Debían comunicárselo al Cazador Líder de su tribu. Sabría lo que habría que hacer. Pero ambos Capelons, cargando con su primera presa y con su descubrimiento, empezaban a imaginar qué sería de los Capelons si consiguieran llegar al cielo, si consiguieran alcanzar nuevos terrenos de caza. Podrían volver a ser depredadores, dejarían la carroña, recuperarían su gloria pasada, e incluso podrían hacer frente a nuevos rivales a los que humillar y vencer.  
Si aquel ser y los suyos podían surcar el cielo, ellos también lo harían. Seguramente otras tribus rechazarían la idea, dirían que aquello era una locura. Si la suya era la primera tribu en viajar lejos de aquella tierra moribunda y beneficiarse de ello, que así fuera.

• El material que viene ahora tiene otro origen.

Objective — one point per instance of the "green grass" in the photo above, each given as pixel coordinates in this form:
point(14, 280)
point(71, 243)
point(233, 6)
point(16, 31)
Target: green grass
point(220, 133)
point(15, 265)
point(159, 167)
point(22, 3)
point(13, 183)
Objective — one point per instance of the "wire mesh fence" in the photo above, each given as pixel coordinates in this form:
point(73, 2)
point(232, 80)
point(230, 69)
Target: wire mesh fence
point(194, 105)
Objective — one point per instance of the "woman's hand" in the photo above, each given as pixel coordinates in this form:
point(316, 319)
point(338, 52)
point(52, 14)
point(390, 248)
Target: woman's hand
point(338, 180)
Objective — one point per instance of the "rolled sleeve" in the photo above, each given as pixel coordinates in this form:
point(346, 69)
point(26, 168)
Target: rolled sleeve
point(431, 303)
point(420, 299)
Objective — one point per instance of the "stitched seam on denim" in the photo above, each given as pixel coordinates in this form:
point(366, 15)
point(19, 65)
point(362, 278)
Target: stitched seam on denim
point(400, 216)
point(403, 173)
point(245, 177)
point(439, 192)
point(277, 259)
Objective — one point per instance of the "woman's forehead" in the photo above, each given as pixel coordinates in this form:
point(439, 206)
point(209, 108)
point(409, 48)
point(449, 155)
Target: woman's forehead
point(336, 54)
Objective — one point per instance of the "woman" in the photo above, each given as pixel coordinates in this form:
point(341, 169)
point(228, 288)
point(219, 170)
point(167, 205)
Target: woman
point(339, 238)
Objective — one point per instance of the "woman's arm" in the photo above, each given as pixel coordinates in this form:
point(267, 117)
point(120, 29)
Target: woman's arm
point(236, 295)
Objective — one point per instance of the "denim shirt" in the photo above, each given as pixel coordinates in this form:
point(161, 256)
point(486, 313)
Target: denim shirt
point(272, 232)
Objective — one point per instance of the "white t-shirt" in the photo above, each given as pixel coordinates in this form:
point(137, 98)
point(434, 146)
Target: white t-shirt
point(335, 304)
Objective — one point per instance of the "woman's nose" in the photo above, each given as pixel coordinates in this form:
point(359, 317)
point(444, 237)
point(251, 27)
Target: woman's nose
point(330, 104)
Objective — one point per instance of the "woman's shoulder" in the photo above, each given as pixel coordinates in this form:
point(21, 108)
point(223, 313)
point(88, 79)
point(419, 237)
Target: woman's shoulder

Ya se unirían otros más tarde cuando vieran su éxito, y que los incrédulos y cabezotas se quedasen con su mundo estéril y murieran con él. El progreso era inevitable para sobrevivir, por mucho que otros lo negasen. 

Llevó muchos, muchísimos ciclos antes de que la primera barcaza consiguiera despegar. Pero el primer paso ya lo habían dado.  
Pronto, las estrellas conocerían a los cazadores supremos, a los Capelons.